The most important thing wrong, to my eyes, with the fact that Gloria Allred is trying to hold Rush Limbaugh criminally responsible for his “slut” remarks is that it elevates him. It gives credence to the claim that his First Amendment rights are being infringed, because if Allred is successful they would be. No supporter of free speech should stand behind that.
But the added bonus of disturbing can be found in he specific legislation Allred wants to use to prosecute him: Section 836.04 of the Florida Statutes, which allows for the criminal prosecution of anyone who “speaks of and concerning any woman, married or unmarried, falsely and maliciously imputing to her a want of chastity.” Jonathan Turley writes:
What is curious about Allred’s embracing of this law is that it is overtly sexist. The law suggests that a woman who is viewed as unchaste is so harmed that she constitutes a crime victim. Chastity is defined by Webster’s as “(a) : abstention from unlawful sexual intercourse; (b) : abstention from all sexual intercourse.” The law is based on the out-dated notion that a woman who has sex before marriage is damaged and subject to social stigma. To put it more colloquially, such a woman was viewed as a “slut or prostitute.” That is precisely the outrageous view voiced by Limbaugh in relation to Fluke and led to a worldwide condemnation. Now, Allred wants him prosecuted under a law that assumes that is based on the same assumption. The law was not designed to prevent women from being called sluts. Laws like Florida’s code provision were designed on the belief that a woman who is unchaste is a slut — and that “good” women should never be accused of sex before marriage. So Allred wants Limbaugh prosecuted for saying Fluke is a slut based on the law that effectively treats unchaste women as sluts. It does not protect men because an unchaste man was viewed under these dated laws as just a normal man. A man was not viewed as harmed or demeaned by being sexually active. Only a woman was harmed by the suggestion of sexual activities. Not also the law only protects women who are “falsely” accused of being unchaste. Thus if a woman has been sexually active before married, she would presumably not be protected under the law.

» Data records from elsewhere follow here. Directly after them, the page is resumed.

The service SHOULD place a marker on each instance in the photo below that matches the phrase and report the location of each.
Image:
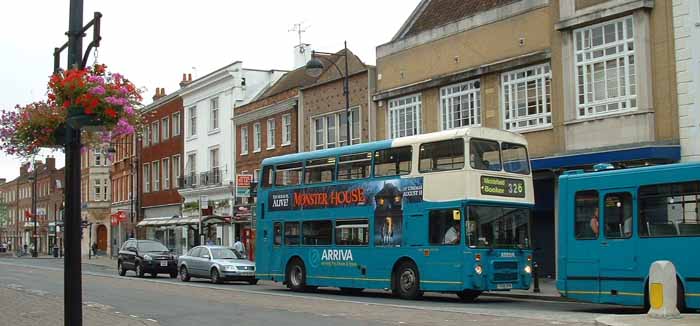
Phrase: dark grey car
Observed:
(216, 263)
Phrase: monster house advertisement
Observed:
(387, 197)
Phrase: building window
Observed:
(461, 105)
(405, 116)
(214, 114)
(155, 131)
(176, 124)
(270, 133)
(286, 129)
(526, 98)
(176, 171)
(146, 136)
(244, 140)
(605, 68)
(166, 174)
(193, 121)
(256, 137)
(155, 167)
(146, 178)
(165, 125)
(329, 130)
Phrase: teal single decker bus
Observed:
(446, 212)
(613, 224)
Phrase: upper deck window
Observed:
(318, 171)
(515, 158)
(392, 161)
(442, 156)
(354, 166)
(485, 155)
(288, 174)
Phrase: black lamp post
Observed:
(315, 68)
(72, 282)
(32, 178)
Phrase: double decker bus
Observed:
(613, 224)
(446, 212)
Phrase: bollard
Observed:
(662, 290)
(535, 278)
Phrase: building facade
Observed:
(323, 118)
(208, 145)
(162, 165)
(686, 27)
(124, 210)
(95, 198)
(586, 82)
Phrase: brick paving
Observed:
(22, 307)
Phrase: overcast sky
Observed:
(153, 42)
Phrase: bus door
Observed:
(618, 257)
(582, 251)
(276, 249)
(444, 257)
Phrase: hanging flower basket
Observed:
(81, 98)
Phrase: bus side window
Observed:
(586, 220)
(291, 233)
(618, 215)
(444, 226)
(277, 240)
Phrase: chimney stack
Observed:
(186, 80)
(160, 92)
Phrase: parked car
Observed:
(216, 263)
(146, 256)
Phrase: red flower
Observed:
(110, 112)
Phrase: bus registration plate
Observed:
(504, 286)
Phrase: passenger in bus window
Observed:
(452, 234)
(595, 222)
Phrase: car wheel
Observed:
(184, 275)
(468, 295)
(407, 281)
(215, 277)
(139, 270)
(296, 276)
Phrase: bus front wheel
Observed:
(407, 281)
(296, 276)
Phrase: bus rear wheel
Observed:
(468, 295)
(296, 276)
(407, 281)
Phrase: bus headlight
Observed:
(478, 269)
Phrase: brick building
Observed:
(125, 194)
(585, 81)
(161, 163)
(323, 118)
(268, 126)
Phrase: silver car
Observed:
(216, 263)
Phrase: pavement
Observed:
(645, 320)
(28, 307)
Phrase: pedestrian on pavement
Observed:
(238, 246)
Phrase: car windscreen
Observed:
(224, 253)
(151, 246)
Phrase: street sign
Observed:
(243, 182)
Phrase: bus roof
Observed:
(629, 176)
(479, 132)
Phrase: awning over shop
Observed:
(654, 154)
(179, 221)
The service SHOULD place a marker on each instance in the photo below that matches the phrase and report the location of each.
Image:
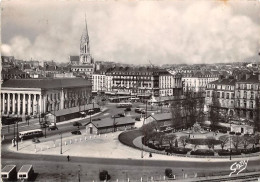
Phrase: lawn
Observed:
(204, 141)
(128, 137)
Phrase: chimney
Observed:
(220, 77)
(247, 75)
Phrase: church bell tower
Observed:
(85, 56)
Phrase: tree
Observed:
(169, 139)
(257, 114)
(176, 143)
(183, 140)
(224, 140)
(246, 140)
(149, 130)
(236, 141)
(209, 142)
(176, 110)
(256, 139)
(214, 111)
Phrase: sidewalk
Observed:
(99, 146)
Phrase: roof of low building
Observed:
(47, 83)
(250, 79)
(72, 110)
(109, 122)
(74, 58)
(82, 66)
(224, 81)
(162, 116)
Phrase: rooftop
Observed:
(109, 122)
(46, 83)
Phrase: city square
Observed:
(130, 91)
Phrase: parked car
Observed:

It’s troublesome enough that so many people who are happy to condemn Limbaugh for his remarks without mentioning that it would be wrong to call Fluke a slut even if she did stand up in front of Congress and testify that she slept with five different men every day. But the law Allred wants to use against Limbaugh buys into the exact same patriarchal, sexist thinking that she seeks to prosecute. In no way does this effort score points for free speech or feminism, and so merits a big thumbs down from this fan of both.
The appropriate response when someone says that Fluke (or anyone) is a slut is not “No she isn’t.” It’s “I’m not going to accept that it’s your business to morally judge her sex life, which is what you just declared by using that word.” It takes longer to say, but it notes something important, something definitely worth noting.